La Llorona arrastra sus pies. La ciudad le pesa. Asesinan los espacios interiores. Los exteriores son mortíferos. Su pelo se confunde con el cielo y sus tatuajes con los murales. Los neones iluminan su piel de diosa azteca y revelan violencia. Añora a su familia, a sus hijos. Tiene hambre. Lo que le prometieron, ¿dónde estaba?

Un claxon le hace trastabillar. Palabras horribles, pronunciadas por una lengua áspera. La Llorona avanza hacia su destino. Serpientes amarillas zozobran en la noche y la iluminan. Parecen presagiar la destrucción de un pueblo. Ella sigue adelante, como cada noche. Tirita. Se muere de frío. Huele a orines.

En un banco la aguarda un hombre, el padre de sus hijos. Su proxeneta. Abre los brazos y los apoya, chulesco. No tiene la mirada clara. En el cielo brilla una luz artificial.

—No te esperaba, Marina.

Sus caderas ondean hasta alcanzarlo y se sienta sobre sus piernas. Él la recibe con una actitud paternalista, conquistadora. Sus manos parecían venir allende el mar. Se clavan en su carne. Le gustan las nalgas de esa india… En la izquierda, tatuó su nombre.

—El que no sabe de amores, no sabe lo que es martirio —dice el cínico besando sus labios, como otras veces, pero como ninguna. Estaba helada—. Sabes a chile verde…

—Picante, pero sabrosa —contesta ella hundiendo los dedos en sus homenajes cárnicos a la Iztaccíhuatl. Jamás se dio una mirada más triste. El hombre muerde el cuello, incapaz de entender el lenguaje de esos ojos, de ese cuerpo. Su falta de humanidad o la droga lo incapacitaron. Ella se estremecía como un niño que llora, como un espectro.

—Eres tremenda.

—Tres hijos me dio, papasito. Tres ha perdido esta noche. A mí también, pero eso no le importa verga: en una semana se casa. A mí me echan del país. Los papeles… Prometió… A mí no me chinga Bato ni me fornica Bartolo, ¿me oye bien? —La Llorona quiere levantarse, encararle, pero el español no pensaba renunciar a su conquista y se valió de su fuerza para someterla.

—¿Qué? ¿A eso has venido? Ya hemos hablado de eso… Sé buena. Quédate quieta o haz lo que sabes… Lo que mejor sabes. —No le deja posibilidad de movimiento.

La Llorona se desvanece entre sus brazos. Se escucha el metálico sonido de una cremallera que se baja… Ella, de pronto, abre los ojos. Sonreía.
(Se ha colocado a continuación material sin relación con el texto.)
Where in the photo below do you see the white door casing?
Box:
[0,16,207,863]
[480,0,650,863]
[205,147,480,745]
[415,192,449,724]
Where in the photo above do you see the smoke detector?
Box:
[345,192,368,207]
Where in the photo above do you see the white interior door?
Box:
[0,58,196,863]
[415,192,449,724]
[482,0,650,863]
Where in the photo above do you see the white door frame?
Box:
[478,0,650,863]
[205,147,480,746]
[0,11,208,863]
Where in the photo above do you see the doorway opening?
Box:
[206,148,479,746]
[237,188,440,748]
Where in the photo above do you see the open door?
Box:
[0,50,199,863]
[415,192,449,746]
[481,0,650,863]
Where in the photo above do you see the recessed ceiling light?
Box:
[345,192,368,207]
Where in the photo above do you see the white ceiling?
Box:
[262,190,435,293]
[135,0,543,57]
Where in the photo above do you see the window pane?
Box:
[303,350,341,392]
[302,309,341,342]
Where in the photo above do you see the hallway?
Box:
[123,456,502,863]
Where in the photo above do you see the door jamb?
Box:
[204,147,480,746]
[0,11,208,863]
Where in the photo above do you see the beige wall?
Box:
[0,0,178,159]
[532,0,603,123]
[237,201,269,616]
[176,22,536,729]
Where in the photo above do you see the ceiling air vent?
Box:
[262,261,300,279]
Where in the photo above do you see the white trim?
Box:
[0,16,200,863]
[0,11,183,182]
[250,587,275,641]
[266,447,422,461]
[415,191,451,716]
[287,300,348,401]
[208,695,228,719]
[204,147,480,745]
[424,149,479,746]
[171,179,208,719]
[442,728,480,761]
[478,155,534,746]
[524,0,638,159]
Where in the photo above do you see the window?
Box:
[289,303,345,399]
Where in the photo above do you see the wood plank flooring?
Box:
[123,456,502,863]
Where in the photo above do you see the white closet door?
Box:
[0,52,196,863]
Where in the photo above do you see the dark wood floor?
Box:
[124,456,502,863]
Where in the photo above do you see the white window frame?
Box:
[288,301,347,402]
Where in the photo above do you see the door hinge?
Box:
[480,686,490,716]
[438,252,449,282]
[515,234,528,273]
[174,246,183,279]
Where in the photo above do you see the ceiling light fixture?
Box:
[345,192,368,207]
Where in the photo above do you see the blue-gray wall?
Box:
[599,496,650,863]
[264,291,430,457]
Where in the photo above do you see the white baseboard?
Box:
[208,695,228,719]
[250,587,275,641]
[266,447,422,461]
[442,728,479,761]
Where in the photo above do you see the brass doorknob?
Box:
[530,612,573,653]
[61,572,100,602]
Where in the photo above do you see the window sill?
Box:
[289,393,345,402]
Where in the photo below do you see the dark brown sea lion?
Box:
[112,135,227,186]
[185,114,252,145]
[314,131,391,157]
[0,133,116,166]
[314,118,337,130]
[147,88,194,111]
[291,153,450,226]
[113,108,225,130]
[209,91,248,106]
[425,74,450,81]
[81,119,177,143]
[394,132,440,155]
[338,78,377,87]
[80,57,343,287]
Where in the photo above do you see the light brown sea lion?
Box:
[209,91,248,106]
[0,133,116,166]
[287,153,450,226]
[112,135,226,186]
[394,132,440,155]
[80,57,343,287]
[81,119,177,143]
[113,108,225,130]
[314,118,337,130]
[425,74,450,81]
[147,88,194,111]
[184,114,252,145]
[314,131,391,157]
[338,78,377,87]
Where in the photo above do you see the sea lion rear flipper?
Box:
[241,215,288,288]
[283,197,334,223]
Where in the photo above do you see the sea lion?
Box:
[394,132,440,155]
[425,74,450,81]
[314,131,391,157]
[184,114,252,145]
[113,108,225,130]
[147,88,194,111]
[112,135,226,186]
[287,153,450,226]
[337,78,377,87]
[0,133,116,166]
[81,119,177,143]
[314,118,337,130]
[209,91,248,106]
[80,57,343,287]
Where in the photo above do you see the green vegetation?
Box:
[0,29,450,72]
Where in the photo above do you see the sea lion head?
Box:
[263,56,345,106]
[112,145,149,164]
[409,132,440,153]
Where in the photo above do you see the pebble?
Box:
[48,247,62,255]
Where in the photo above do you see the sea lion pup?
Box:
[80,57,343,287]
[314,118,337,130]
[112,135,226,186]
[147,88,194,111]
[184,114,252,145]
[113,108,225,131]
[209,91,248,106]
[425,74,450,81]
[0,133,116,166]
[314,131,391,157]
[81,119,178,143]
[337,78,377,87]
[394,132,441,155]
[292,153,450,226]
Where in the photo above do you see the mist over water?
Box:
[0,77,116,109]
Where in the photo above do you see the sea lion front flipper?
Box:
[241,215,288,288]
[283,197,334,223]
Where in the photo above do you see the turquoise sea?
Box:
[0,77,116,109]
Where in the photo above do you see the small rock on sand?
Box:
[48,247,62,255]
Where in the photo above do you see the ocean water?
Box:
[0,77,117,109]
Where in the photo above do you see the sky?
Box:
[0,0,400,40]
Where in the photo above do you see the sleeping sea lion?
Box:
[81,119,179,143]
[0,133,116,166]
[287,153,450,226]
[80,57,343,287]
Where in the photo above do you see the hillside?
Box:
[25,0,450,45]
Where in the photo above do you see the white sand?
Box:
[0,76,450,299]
Dos mujeres, en la peluquería, hablan de las desgracias ajenas para acallar las propias. Esperan que sus tintes cubran sus respectivas vulgaridades. La bocina de sus voces resuena por todo el local y entretiene al resto de las almas.

—Hay que ser mala para matar a tus propios hijos y después suicidarte. Mala. Dicen que los ahogó en el Manzanares. Era mejicana. —Silencio aderezado por el rugido de algún secador—. Qué monas te han quedado las uñas, Mari. Monas, monas.

La otra mujer estira las manos para contemplar la estructura de gel y plástico que levantó la esteticien. Una hora menos de vida. Sonríe complacida.

—Verdad, Asun, aunque sigo pensando que hubieran quedado mejor en rosa…

—Quita, quita. Así están divinas. Tú hazme caso a mí que de estas cosas sé un poco… —Antes regentaba la boutique del barrio. El banco se la arrebató. Hace una pausa y espanta al fantasma de sus preocupaciones—. Lo triste es que el muchacho que se prometió con la hija de Carmita ha aparecido muerto esta mañana en un parque. Sobredosis… Ella era mucho para él. Ya sabes lo que dicen que era… De la que se ha librado Carmita.

—No hagas caso… Era un buen muchacho, tenía estudios. Yo conozco a su madre. Pobrecita… —Se persigna. Se estropea una uña. No dice nada. Cuando se fuera su amiga, se las pintaría de rosa.

La Llorona arrastra sus pies. La ciudad le pesa. Fue noticia, pero nadie conoce su nombre.